Dieses Muster kann sich theoretisch unbegrenzt wiederholen. Wer mit Bitcoin spekuliert, wartet auf die nächste FOMO. Wenn sich die Erkenntnis durchsetzt, dass die Preisanstiege (Inflation) bleiben, könnte schon die nächste Welle beginnen. Doch falls sich irgendwann die meisten Menschen vom Bitcoin abkehren, wäre das Spiel ausgespielt.

Bitcoin zu ineffizient

Laut dem Wirtschaftsprofessor Eswar Prasad von der Cornell University im amerikanischen Ithaca, Bundesstaat New York, könnte es schon bald soweit sein. Der Ökonom hat sich in seinem unter anderem vom Economist und der Financial Times preisgekrönten neuen Buch "The Future of Money: How the Digital Revolution Is Transforming Currencies and Finance" mit der Zukunft des Geldes im Zeitalter der Digitalisierung auseinandergesetzt.

Gegenüber dem Nachrichtensender CNBC hob er kürzlich die großen Nachteile des beliebten Kryptowerts hervor: Der Algorithmus zur Bestätigung der neuen Datenblöcke skaliere schlecht mit der Anzahl der Transaktionen und zerstöre zudem die Umwelt. Es gebe inzwischen zahlreiche Alternativen auf dem Kryptomarkt, die nicht so ineffizient sind.

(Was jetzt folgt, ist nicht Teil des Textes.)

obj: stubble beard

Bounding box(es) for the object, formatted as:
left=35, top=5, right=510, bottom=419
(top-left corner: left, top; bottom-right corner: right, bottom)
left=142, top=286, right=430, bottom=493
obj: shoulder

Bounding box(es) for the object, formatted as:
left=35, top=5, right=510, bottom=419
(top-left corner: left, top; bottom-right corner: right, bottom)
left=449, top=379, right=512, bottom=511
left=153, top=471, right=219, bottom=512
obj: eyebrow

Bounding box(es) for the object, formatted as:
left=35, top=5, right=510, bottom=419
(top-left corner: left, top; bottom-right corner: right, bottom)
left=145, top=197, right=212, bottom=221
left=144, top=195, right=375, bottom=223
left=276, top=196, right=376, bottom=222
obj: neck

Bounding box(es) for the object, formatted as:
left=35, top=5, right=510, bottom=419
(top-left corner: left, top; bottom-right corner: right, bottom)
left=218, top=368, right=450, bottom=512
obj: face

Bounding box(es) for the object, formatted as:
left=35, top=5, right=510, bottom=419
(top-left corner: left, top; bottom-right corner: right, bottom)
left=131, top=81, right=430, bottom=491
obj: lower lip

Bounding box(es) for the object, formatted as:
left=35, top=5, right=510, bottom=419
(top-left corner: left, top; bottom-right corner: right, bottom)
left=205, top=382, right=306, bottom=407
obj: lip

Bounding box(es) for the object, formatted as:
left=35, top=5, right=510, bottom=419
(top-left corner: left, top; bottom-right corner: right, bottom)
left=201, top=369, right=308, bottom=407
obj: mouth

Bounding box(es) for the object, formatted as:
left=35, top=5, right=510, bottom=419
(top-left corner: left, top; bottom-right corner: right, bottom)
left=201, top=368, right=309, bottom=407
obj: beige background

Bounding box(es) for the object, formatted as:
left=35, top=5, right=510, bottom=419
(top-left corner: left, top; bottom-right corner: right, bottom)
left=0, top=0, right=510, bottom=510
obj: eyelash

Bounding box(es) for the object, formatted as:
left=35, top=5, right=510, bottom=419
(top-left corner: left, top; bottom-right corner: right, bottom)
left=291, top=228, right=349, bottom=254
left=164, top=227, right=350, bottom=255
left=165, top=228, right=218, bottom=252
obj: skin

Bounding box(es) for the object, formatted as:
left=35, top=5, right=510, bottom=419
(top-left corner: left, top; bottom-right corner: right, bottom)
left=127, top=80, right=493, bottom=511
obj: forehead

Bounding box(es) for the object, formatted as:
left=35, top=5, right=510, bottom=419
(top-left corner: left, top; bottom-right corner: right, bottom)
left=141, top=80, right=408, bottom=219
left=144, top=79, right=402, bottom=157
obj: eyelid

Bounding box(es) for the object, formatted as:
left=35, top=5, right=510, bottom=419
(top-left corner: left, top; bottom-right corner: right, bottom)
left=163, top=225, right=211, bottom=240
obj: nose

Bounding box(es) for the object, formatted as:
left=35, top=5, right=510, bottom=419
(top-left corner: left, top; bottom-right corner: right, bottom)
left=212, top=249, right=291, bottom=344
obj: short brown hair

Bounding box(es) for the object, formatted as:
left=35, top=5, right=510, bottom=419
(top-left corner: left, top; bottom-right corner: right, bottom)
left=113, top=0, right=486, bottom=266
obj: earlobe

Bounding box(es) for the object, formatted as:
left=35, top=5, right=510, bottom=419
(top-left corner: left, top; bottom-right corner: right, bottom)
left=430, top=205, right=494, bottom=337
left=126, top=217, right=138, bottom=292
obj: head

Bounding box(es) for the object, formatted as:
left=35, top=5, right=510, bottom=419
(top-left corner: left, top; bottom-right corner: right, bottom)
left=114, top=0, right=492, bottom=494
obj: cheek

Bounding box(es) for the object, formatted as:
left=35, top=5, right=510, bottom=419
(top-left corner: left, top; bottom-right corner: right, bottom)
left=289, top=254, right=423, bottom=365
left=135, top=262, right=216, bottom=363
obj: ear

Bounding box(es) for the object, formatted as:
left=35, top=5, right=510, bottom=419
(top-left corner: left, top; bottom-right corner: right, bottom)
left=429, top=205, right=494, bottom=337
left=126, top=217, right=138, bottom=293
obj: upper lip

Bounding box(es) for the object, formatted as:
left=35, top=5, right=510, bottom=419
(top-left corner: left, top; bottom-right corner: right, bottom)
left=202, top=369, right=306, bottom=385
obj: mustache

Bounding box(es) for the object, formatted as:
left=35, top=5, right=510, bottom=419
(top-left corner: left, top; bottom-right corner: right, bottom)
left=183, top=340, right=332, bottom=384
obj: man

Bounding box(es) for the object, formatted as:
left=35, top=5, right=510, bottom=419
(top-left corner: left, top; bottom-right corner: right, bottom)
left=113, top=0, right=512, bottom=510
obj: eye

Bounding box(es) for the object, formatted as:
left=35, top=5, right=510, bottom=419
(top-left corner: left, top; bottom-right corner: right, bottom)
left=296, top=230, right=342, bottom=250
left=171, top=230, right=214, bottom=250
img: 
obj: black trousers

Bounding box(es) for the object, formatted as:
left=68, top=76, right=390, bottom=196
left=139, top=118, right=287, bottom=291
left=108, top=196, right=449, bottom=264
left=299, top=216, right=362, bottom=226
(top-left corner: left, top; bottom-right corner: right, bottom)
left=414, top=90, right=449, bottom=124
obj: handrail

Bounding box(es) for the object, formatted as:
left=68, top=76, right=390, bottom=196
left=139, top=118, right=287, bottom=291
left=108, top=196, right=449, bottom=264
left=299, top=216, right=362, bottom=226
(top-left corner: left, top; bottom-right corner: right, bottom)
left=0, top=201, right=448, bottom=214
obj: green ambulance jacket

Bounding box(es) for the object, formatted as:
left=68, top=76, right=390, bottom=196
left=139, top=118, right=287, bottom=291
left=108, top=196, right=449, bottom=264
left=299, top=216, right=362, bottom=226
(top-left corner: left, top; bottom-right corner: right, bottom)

Der Wirtschaftsprofessor lehnt die Digitalisierung von Währungen also nicht ab. Im Gegenteil hebt er die Vorteile digitaler Währungen hervor, dass dadurch bestimmte Transaktionen einfacher und billiger werden und auch mehr Menschen auf der Welt am Zahlungsverkehr teilnehmen können.

Ermöglicht werde dies durch die Blockchain-Technologie, die durch Bitcoin bekannt wurde. Damit seien auch die Zentralbanken unter Zugzwang gesetzt worden, ihre traditionellen Währungen zu digitalisieren. Auch wenn der älteste Kryptowert letztlich scheitere, könnten wir alle damit von seinem vorübergehenden Erfolg profitieren.